There’s no shortage of innovative methods states have explored to divert offenders away from jail and toward treatment-based solutions, whether it be through deferred prosecution, veterans’ courts or, most commonly, diversion through drug courts.
While these programs give discretion to prosecutors, judges and social workers, the role of police is all too often either underappreciated or even ignored. Police, who are the first line in the criminal-justice system, are best suited to evaluate risk on the street and do what they do best: protect and serve.
Police diversion programs do exist and they are not new. In 2011, Seattle launched Law Enforcement Assisted Diversion as a pilot program in the downtown neighborhood of Belltown. Through LEAD, individuals are carved out of the criminal-justice system and assigned caseworkers, who see that they receive a hot meal, clothing and shelter, as well as placement in short-term treatment facilities. Later, caseworkers help participants get stable housing and even employment, with services tailored to each individual.
Since its implementation, LEAD has been more successful than anyone predicted, reducing recidivism rates by up to 60 percent for its target demographic: the poor, chronic homeless, sex workers, drug users and low-level dealers. Former Seattle Mayor Mike McGinn reports that 54 individuals were responsible for 2,700 of the Belltown bookings. “If drug dealing and crime could be solved by arrests alone, we would have solved this problem a couple thousand arrests ago,” McGinn said.
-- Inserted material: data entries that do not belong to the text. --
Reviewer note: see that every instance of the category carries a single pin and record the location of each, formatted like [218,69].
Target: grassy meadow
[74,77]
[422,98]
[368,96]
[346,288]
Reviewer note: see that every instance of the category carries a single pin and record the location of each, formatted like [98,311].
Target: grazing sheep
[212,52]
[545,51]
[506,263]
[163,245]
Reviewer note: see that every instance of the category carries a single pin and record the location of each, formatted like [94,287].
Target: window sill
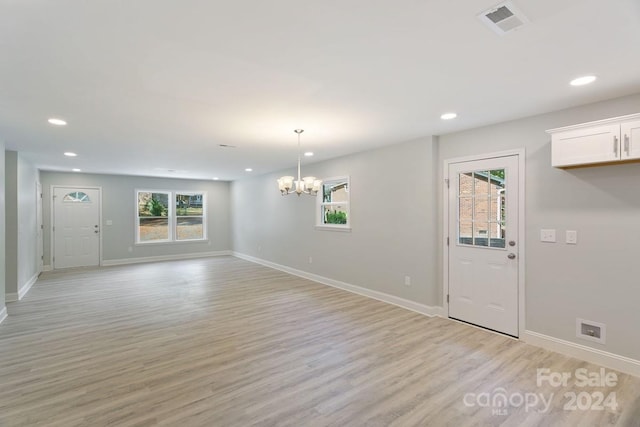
[333,228]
Under LEAD, officers decide whether a suspect is in need of treatment or jail. Those taken to treatment are permitted to leave, but with a warning that they will likely find their way back to police custody. Drug dealers and users are qualified for an officer’s discretion so long as they were not found carrying more than 3 grams of any given drug and have no felony convictions for violent or other serious offenses. Those involved with prostitution qualify for diversion so long as they were not promoting sex workers or exploiting minors.
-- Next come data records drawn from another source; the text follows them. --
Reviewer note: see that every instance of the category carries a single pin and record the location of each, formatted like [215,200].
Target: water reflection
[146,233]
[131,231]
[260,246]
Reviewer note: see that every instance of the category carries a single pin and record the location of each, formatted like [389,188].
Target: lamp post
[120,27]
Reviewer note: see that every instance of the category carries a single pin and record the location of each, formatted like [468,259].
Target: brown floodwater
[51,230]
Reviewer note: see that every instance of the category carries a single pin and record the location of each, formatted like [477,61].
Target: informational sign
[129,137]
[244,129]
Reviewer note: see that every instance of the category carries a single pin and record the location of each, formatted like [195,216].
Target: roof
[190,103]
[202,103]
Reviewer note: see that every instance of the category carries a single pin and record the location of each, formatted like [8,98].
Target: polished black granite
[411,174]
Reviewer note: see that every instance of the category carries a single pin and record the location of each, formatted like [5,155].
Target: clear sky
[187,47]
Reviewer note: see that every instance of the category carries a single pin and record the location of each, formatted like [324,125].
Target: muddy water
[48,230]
This shift to diversion policing is not mutually exclusive from police reforms that have helped contribute to the decrease in crime rates across the United States. Police diversion does not mean an abandonment of directed patrols (“cops on dots”), problem-oriented policing, or even certain aspects of a “broken windows” strategy that addresses quality-of-life crimes.
However, they should strive to move from a warrior model of policing to a “guardian” one. Reforming police practices can have a major impact on jail populations because police can be given incentives to allocate their time and conduct their interactions with citizens in more collaborative ways that make communities safer. This likely will result in fewer arrests and jail admissions for conduct that does not endanger the public.
The government’s ability to arrest people is among its greatest powers. If the discussion begins with the assumption that everyone with whom police interact for suspected offenses must be brought to jail, we have missed an enormous opportunity to downsize the system and limit the role of government. Jail reform has to start with the police – Handcuffs are the first step in our bloated jail system. Thus, preventing that first step is key in any conversation about jail reform.
Despite declining rates of both crime and incarceration, the United States still reigns with the highest prison population rate in the world. A paradigm shift, through diversion programs like LEAD, would see police partnering with neighborhoods to strengthen the informal social controls that prevent crime. Diversion programs began as experiments that assigned prosecutors and judges the roles of social workers and counselors. These experiments have bloomed into thousands of programs across the country.